Agatha Christie, still one of the world’s bestselling authors, hasn’t always been well treated on screen. Many filmmakers have chosen to play her for laughs. The British films from the ‘60s, starring redoubtable Margaret Rutherford as Miss Marple, remain the zenith for having fun with Christie’s eccentric sleuths. The dishwater dull ‘70s rendition of Murder on the Orient Express, with Albert Finney as Belgian detective Hercule Poirot, is the low water mark. Much better for deftly walking the thin line between drama and comedy was the popular ‘90s British television series, “Poirot,” with David Suchet in the title role.
Now, Kenneth Branagh takes a crack at Poirot, directing and playing the Belgian in another Murder on the Orient Express. With eyes that twinkle with delight and flash with sadness and sporting a mustache resembling a beaver pelt, Branagh carries the persnickety character with easy charm and fierce determination.

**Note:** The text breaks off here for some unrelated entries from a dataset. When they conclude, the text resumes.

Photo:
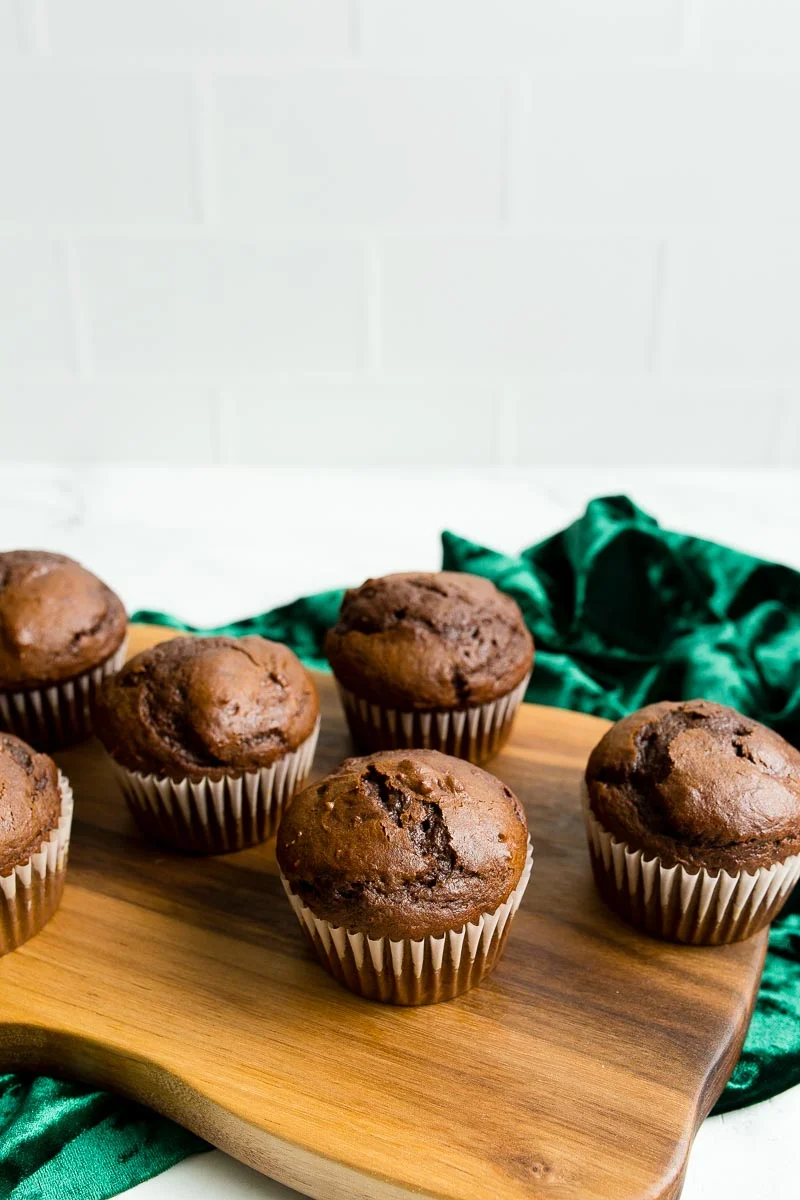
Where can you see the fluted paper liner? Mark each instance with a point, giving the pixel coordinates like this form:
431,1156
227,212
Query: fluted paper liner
410,971
30,893
60,714
211,816
699,907
475,733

A dandy and a perfectionist in a sloppy, imperfect world, Poirot has an eye for discrepancies, a suspicion of coincidences, an ear for significant slips and a mind in search of underlying patterns.
Branagh and his enormous mustache overshadow an all-star cast whose talents are never seriously challenged. We see Penelope Cruz as a glum missionary, Michelle Pfeiffer as a boozy American, Judi Dench as an imperious aristocrat, Willem Dafoe as an arrogant German professor (or is he?), Daisy Riddley as a governess involved in a secret affair with Leslie Odom Jr. and Johnny Depp as gangster and well-deserved murder victim. The baggy screenplay is a problem, the work of Michael Green, the writer behind the flaccid Blade Runner 2049. Granted, in Christie’s novel, Poirot is the best-developed character. The others are written as little more than animated murder motives.
With a tangle of strangers pressed together in a confined space, a moving train is a superb setting for drama. And the Orient Express was an opulent confined space in Christie’s day, an ocean liner on tracks whose five-star level of food and service even Poirot could find no fault with. But after an avalanche covers the tracks, stranding the train, the screenplay loses steam. Momentum ebbs as Poirot pokes around, interrogating the passengers—all of who with reason to wish the gangster dead.
Branagh filmed Murder on the Orient Express in 65mm, the rich field of vision rubbing awkwardly against largely digitalized backdrops. The interior of the train looks great. Poirot’s mustache is memorable.